Alessandro Azzoni introducing the conference

 ROME -- A New-Med conference on ‘Youth and the Mediterranean’ was held Thursday at the capital’s Ministry of Foreign Affairs, with eight young scholars from the Middle East and North Africa (MENA) discussing topics such as climate change, radicalisation, state-society relations and migration.

 The conference ‘Youth and the Mediterranean: Exploring New Approaches to Dialogue and Cooperation,’ was organised under the auspices of the Italian Chairmanship of the Organisation for Security and Cooperation in Europe (OSCE) Mediterranean Contact Group.

 Its aim was to promote dialogue within and about the Mediterranean -- “a region defined by conflict,” said one of the introductory speakers Alessandro Azzoni, the Permanent Mission of Italy to the OSCE.

 “A new dialogue is needed,” said Azzoni. “Youth is where we should find answers, not only questions -- we are fed up of hearing of youth as a source of problems. Young people make up 60 percent of the Mediterranean’s population and is the largest growing section, so we should put youth perspectives at the centre of the dialogue and promote empowerment and engagement. This is key for security, peace and freedom.”

 “These young participants are here because of the future they have imagined for their region,” continued Azzoni. The young scholars from international universities were selected through a rigorous application process and were paired with a number of experts in their different fields to encourage new ideas and approaches on dialogue and cooperation in the Mediterranean region.

 The day was split up into four sessions, each led by a different Chair and two scholars -- “Environmental Challenges and Climate Change,” “Citizenship and the Weakening of the State System,” “Radicalisation and the ISIS Threat,” and “Migration and the Refugees Crisis.”

 This opening session focused on two key themes associated with the risks of climate change and environmental degradation -- water scarcity and the politics of water management, and food and nutrition security in the Southern and Eastern Mediterranean (the MENA region is considered the most food insecure in the world).

 The second session addressed some of the root drivers for state fragility in the MENA region, with a particular focus on the role of gender and youth in pushing for a renegotiation of the social contract based on a new vision of inclusive citizenship and equality before the law. 

 The penultimate session addressed the ISIS phenomenon from the standpoint of the youth in the MENA, analysing the narratives accompanying the rise of ISIS and means to counter the spread and appeal of its radical ideology.
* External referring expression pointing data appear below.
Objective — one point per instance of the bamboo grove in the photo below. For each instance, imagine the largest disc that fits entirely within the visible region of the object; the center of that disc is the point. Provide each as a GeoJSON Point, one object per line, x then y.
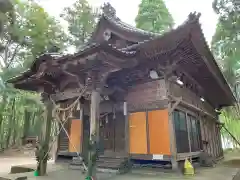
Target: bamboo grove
{"type": "Point", "coordinates": [27, 30]}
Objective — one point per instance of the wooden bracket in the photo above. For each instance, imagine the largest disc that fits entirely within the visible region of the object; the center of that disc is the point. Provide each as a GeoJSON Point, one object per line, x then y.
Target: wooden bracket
{"type": "Point", "coordinates": [178, 100]}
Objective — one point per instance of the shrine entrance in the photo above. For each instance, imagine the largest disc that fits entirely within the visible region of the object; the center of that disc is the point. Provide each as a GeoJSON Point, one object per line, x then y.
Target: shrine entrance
{"type": "Point", "coordinates": [112, 133]}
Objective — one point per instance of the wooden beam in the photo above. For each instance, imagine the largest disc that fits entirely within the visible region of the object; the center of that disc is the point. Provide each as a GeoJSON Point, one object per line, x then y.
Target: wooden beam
{"type": "Point", "coordinates": [179, 99]}
{"type": "Point", "coordinates": [192, 107]}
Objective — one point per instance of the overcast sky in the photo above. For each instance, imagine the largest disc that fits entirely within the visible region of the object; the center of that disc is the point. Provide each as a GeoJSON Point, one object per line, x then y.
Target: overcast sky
{"type": "Point", "coordinates": [127, 10]}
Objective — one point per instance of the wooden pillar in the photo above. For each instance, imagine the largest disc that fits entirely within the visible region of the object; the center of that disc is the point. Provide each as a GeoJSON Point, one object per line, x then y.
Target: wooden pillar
{"type": "Point", "coordinates": [81, 116]}
{"type": "Point", "coordinates": [94, 134]}
{"type": "Point", "coordinates": [125, 113]}
{"type": "Point", "coordinates": [189, 135]}
{"type": "Point", "coordinates": [45, 137]}
{"type": "Point", "coordinates": [171, 128]}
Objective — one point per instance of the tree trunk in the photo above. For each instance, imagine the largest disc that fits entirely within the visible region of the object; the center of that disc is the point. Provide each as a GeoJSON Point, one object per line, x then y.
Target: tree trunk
{"type": "Point", "coordinates": [10, 122]}
{"type": "Point", "coordinates": [44, 139]}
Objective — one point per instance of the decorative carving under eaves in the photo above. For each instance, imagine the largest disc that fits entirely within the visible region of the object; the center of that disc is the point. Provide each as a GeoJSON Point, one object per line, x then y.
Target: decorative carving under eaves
{"type": "Point", "coordinates": [108, 10]}
{"type": "Point", "coordinates": [107, 35]}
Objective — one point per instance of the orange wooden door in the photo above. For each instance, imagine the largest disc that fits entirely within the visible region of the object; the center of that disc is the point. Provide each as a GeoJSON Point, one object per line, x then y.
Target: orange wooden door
{"type": "Point", "coordinates": [159, 139]}
{"type": "Point", "coordinates": [137, 133]}
{"type": "Point", "coordinates": [75, 136]}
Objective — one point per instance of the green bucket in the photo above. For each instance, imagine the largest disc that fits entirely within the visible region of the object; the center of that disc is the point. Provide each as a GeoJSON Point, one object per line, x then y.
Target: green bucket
{"type": "Point", "coordinates": [36, 173]}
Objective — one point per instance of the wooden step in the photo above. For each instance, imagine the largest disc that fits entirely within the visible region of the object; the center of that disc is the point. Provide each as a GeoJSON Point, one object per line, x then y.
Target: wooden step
{"type": "Point", "coordinates": [106, 164]}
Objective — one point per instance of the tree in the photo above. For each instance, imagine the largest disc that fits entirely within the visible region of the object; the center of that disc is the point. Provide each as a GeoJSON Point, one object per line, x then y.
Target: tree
{"type": "Point", "coordinates": [81, 18]}
{"type": "Point", "coordinates": [154, 16]}
{"type": "Point", "coordinates": [225, 45]}
{"type": "Point", "coordinates": [32, 33]}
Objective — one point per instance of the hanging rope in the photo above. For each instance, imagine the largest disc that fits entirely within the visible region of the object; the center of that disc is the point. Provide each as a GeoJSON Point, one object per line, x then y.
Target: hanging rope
{"type": "Point", "coordinates": [56, 113]}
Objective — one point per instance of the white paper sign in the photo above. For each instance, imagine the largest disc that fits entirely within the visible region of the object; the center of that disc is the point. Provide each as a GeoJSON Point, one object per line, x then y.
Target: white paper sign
{"type": "Point", "coordinates": [157, 157]}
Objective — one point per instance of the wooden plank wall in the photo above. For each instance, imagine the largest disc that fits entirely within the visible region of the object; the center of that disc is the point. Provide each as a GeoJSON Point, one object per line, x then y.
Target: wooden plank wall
{"type": "Point", "coordinates": [150, 95]}
{"type": "Point", "coordinates": [211, 133]}
{"type": "Point", "coordinates": [191, 98]}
The panellists addressed the tribal, youth and gender dimensions of these issues, focussing in particular on Kurdish female fighters battling ISIS and the role of tribal and youth-based policies in Iraq.
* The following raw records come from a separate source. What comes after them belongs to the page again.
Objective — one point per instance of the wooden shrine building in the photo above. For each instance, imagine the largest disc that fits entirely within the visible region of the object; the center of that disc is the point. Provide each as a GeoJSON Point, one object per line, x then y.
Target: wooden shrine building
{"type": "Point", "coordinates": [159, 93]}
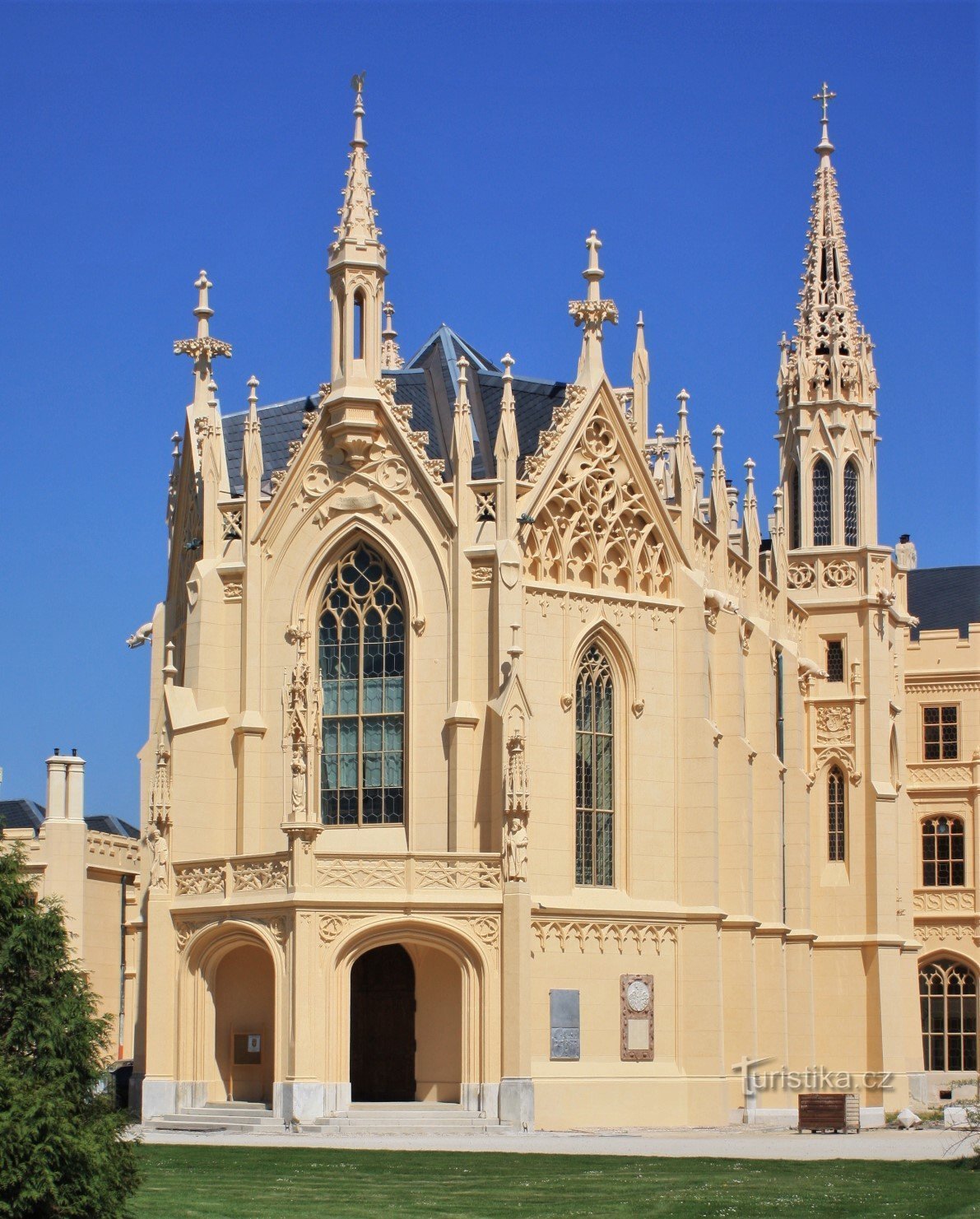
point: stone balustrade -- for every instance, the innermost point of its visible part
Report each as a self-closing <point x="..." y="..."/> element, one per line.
<point x="408" y="873"/>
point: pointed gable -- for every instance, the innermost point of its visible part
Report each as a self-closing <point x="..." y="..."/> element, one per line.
<point x="597" y="519"/>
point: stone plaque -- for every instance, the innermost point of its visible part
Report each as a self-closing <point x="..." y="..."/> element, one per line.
<point x="564" y="1026"/>
<point x="637" y="1018"/>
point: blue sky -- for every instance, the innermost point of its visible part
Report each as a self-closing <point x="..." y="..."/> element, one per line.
<point x="143" y="142"/>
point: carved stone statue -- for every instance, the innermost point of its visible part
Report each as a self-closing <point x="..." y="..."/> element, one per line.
<point x="516" y="848"/>
<point x="160" y="854"/>
<point x="299" y="786"/>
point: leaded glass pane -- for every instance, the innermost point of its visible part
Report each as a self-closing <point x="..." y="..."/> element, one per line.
<point x="795" y="509"/>
<point x="850" y="504"/>
<point x="835" y="815"/>
<point x="594" y="770"/>
<point x="362" y="672"/>
<point x="947" y="1003"/>
<point x="834" y="661"/>
<point x="820" y="504"/>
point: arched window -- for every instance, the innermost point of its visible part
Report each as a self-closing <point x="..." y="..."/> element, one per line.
<point x="944" y="854"/>
<point x="820" y="502"/>
<point x="947" y="1000"/>
<point x="835" y="811"/>
<point x="850" y="504"/>
<point x="359" y="324"/>
<point x="594" y="770"/>
<point x="362" y="669"/>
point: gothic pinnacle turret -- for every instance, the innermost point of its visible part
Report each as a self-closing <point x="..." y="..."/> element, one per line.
<point x="357" y="268"/>
<point x="830" y="354"/>
<point x="827" y="387"/>
<point x="590" y="314"/>
<point x="202" y="347"/>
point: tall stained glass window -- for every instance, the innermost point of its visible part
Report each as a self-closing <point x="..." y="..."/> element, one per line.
<point x="362" y="671"/>
<point x="947" y="998"/>
<point x="944" y="852"/>
<point x="850" y="504"/>
<point x="820" y="502"/>
<point x="835" y="815"/>
<point x="594" y="770"/>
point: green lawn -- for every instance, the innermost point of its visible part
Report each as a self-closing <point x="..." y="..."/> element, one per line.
<point x="298" y="1183"/>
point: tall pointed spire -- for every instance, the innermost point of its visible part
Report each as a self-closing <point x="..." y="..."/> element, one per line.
<point x="390" y="355"/>
<point x="359" y="222"/>
<point x="590" y="314"/>
<point x="827" y="385"/>
<point x="829" y="357"/>
<point x="357" y="268"/>
<point x="506" y="451"/>
<point x="640" y="383"/>
<point x="202" y="347"/>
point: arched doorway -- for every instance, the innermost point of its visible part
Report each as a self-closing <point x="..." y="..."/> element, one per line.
<point x="383" y="1026"/>
<point x="244" y="991"/>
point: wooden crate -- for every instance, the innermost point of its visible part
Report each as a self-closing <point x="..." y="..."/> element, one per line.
<point x="829" y="1110"/>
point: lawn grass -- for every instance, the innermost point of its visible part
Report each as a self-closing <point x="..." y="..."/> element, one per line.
<point x="299" y="1183"/>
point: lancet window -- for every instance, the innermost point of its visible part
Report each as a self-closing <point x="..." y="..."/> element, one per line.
<point x="835" y="816"/>
<point x="795" y="540"/>
<point x="850" y="504"/>
<point x="820" y="502"/>
<point x="947" y="1000"/>
<point x="944" y="852"/>
<point x="594" y="770"/>
<point x="362" y="671"/>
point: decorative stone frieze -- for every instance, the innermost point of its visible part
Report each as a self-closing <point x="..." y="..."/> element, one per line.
<point x="560" y="933"/>
<point x="253" y="874"/>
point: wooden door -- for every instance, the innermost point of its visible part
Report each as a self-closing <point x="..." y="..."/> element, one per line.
<point x="383" y="1026"/>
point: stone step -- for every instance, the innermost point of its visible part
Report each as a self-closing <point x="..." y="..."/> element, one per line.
<point x="400" y="1127"/>
<point x="246" y="1106"/>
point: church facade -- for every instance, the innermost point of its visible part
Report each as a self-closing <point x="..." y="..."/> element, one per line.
<point x="499" y="755"/>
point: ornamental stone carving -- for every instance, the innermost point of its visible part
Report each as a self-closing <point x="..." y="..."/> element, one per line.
<point x="562" y="932"/>
<point x="199" y="881"/>
<point x="936" y="901"/>
<point x="834" y="723"/>
<point x="157" y="838"/>
<point x="597" y="528"/>
<point x="260" y="874"/>
<point x="840" y="575"/>
<point x="801" y="575"/>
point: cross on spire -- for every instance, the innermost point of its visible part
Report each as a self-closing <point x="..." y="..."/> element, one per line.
<point x="824" y="96"/>
<point x="590" y="314"/>
<point x="204" y="347"/>
<point x="824" y="147"/>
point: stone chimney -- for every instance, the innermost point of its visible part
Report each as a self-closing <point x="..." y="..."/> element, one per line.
<point x="906" y="555"/>
<point x="58" y="775"/>
<point x="75" y="789"/>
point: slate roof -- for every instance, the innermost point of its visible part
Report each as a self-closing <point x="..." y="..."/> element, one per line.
<point x="28" y="815"/>
<point x="21" y="815"/>
<point x="944" y="598"/>
<point x="430" y="380"/>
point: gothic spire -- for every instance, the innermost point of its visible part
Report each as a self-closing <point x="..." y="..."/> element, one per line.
<point x="357" y="268"/>
<point x="359" y="222"/>
<point x="390" y="354"/>
<point x="640" y="383"/>
<point x="202" y="347"/>
<point x="590" y="314"/>
<point x="829" y="357"/>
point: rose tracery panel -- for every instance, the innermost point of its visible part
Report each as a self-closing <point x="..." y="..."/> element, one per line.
<point x="597" y="528"/>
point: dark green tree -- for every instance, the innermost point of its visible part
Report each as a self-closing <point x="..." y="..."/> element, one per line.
<point x="63" y="1150"/>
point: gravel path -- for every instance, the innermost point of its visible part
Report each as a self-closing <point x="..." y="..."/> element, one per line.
<point x="737" y="1142"/>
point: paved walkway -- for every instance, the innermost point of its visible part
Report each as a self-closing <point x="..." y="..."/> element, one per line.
<point x="728" y="1142"/>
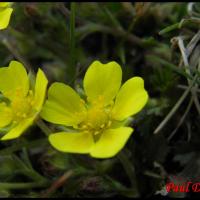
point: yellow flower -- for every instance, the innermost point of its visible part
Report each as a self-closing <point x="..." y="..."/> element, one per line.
<point x="19" y="103"/>
<point x="98" y="124"/>
<point x="5" y="14"/>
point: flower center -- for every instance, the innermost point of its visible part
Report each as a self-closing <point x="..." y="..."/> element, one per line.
<point x="97" y="119"/>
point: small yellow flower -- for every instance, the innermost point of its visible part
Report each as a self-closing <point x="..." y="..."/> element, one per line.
<point x="98" y="122"/>
<point x="5" y="14"/>
<point x="19" y="103"/>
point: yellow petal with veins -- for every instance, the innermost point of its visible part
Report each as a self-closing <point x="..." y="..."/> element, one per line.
<point x="5" y="15"/>
<point x="72" y="142"/>
<point x="131" y="98"/>
<point x="111" y="142"/>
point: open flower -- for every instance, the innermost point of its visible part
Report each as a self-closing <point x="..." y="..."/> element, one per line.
<point x="19" y="103"/>
<point x="5" y="14"/>
<point x="97" y="123"/>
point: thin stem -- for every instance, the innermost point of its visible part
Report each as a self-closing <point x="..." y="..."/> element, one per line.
<point x="72" y="68"/>
<point x="23" y="185"/>
<point x="175" y="108"/>
<point x="18" y="146"/>
<point x="130" y="170"/>
<point x="182" y="118"/>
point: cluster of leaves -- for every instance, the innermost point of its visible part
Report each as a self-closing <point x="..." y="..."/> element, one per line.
<point x="158" y="41"/>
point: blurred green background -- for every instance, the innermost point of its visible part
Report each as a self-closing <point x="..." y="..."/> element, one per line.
<point x="157" y="41"/>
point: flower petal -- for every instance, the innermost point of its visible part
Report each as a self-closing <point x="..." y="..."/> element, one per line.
<point x="18" y="129"/>
<point x="72" y="142"/>
<point x="5" y="15"/>
<point x="5" y="115"/>
<point x="111" y="142"/>
<point x="13" y="77"/>
<point x="40" y="89"/>
<point x="102" y="81"/>
<point x="131" y="98"/>
<point x="64" y="106"/>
 The final session focused on the different dimensions of the refugee crisis, analysing potential policy options capable of alleviating this growing burden on host countries. Panellists reflected on the prevailing characterization of refugees and migrants as a threat to their host countries and examined whether and to what extent innovative policy approaches may transform the issue of migration and refugees into an opportunity for MENA countries in the economic and social domain.